The Golden Bear took in memories of perhaps his last open.
The sceneoozedsymbolism, except that Jack Nicklaus, star of the moment, was focused elsewhere. As the Golden Bear scaled the 18th fairway at St. Andrews last Friday, with thousands loudly thanking him for the memories, Tiger Woods stood on the first tee, about to resume his clinic.
The best golfer ever, about to sign off on his British Open career. The game's new prince, readying to fill another scrapbook. If it weren't real, it would be a movie. But the guest of honor didn't see the big picture. Why, he didn't even see Tiger.
"He was where?" inquired Jack. "Off to the left, preparing to play? Wasn't aware of that. I don't play well enough anymore to think about other things. I was just trying to finish strong. I was just trying to finish, period."
This was Saturday morning, and golf's first family was packing up at Ruflets Hotel for points beyond. Jack had had a night to sleep on the love-in he'd hosted at the Old Course during his 37th British Open. For months prior, Nicklaus had been asked how he'd feel at the end. He said he'd cross that Swilcan Bridge when he came to it. Last Friday, he arrived, paused, removed his hat, waved, posed for pictures only because he was asked, brought son/caddie Steve up on the stone structure with him, then launched his approach to within six feet. Another ovation, although for some five hours, it had been impossible to identify where one round of applause ended and the next round commenced.
"Very nice," said Nicklaus. "It grabbed me right at the 18th, and I got a little emotional. But I'd rather be saying goodbye tomorrow instead of yesterday. I still enjoy playing, but I don't enjoy missing cuts."

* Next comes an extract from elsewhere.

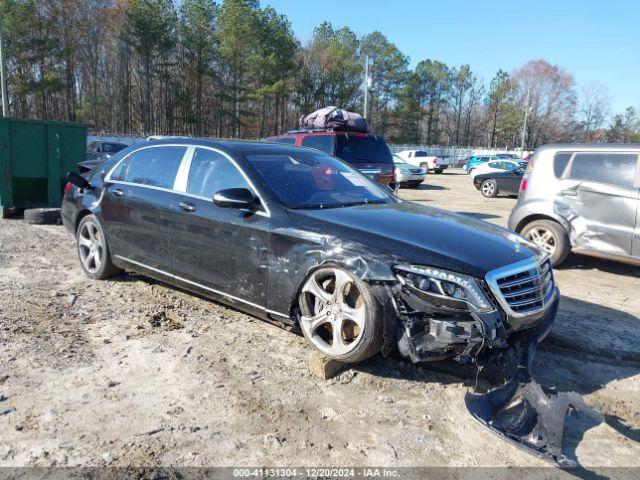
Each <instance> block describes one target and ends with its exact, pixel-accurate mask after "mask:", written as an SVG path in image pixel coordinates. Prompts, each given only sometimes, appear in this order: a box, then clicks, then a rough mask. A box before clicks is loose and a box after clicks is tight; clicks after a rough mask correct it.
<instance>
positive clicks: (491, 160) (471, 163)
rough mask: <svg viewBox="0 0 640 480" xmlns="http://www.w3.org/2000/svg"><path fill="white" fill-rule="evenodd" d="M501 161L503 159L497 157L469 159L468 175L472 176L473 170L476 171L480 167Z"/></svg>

When Nicklaus completed his initial career Grand Slam in 1966 at Muirfield, he was 26. Woods is only 24, with a better short game than Jack ever needed, and a better body than Jack ever imagined having. Nicklaus chased Bobby Jones, who assured that no golfer's résumé is complete without victory at St. Andrews. Now Tiger chases Nicklaus, who routinely gushes about the young genius. Jack doesn't hear footsteps. He worries about his own.
"I've always played with my feet," Nicklaus said. "You need them for balance, stability, and when they hurt like mine do, it makes it tough to walk 18 holes, let alone put a swing on the ball. I guess it's a common result from hip problems such as I had. And it affects everything."
Putting included. Jack didn't hit it that poorly through 36 holes, but 67 of his 150 strokes were with the short stick. He three-putted six times on Thursday. When he began Friday by draining a 30-footer for birdie, wife Barbara gave it that I-told-you-so smile from beyond the six-deep crowd at the ropes. "Jack's going to make the cut," said she. But, as a precaution, Barbara also accepted hugs and hosannas from friends and strangers. Gifts, too. Mementos.
Jack and Barbara observed their 40th wedding anniversary Sunday in London. Before they left St. Andrews, the men in blue blazers hinted the 2005 Open would return here. Would Jack? He didn't say a flat no. But he'll be 65 then, more ceremonial than now. On Wednesday, he participated in a wonderful exhibition with other past British champions. But that was four holes. He came here wanting four rounds.
"I can't keep going along like this," Nicklaus said the Saturday morning after. "Can't and won't. Surgery for the feet is an option, not for golf, but quality of life."
This is not a tragedy for Jack Nicklaus and the first family of golf. He is healthy from the ankles up, wealthy, alert and fulfilled. He leaves on his terms, well before he embarrasses himself or his legend. Some sports heroes stay too long, and the crowd yawns. Last Friday, everywhere the Golden Bear stepped, ever so gingerly, he was fussed over by these appreciative fans in golf's misty birthplace. When he has those feet worked on, he might also need shoulder repairs. He waved a thousand waves and then Nicklaus, the ultimate warrior, actually stopped on the bridge for shutterbugs. "In another time, before I mellowed, I wouldn't have done that," said Jack, chuckling. "But it's over. I'm pretty sure I've taken my last swing in a British Open."
And Tiger was a witness, off to the left. Where he will be when he's 60, who can say? But as a student and creator of golf history, Tiger will remember he was in the front row last Friday, when the Golden Bear tiptoed off the stage. The torch is in capable young hands, and Jack knows it.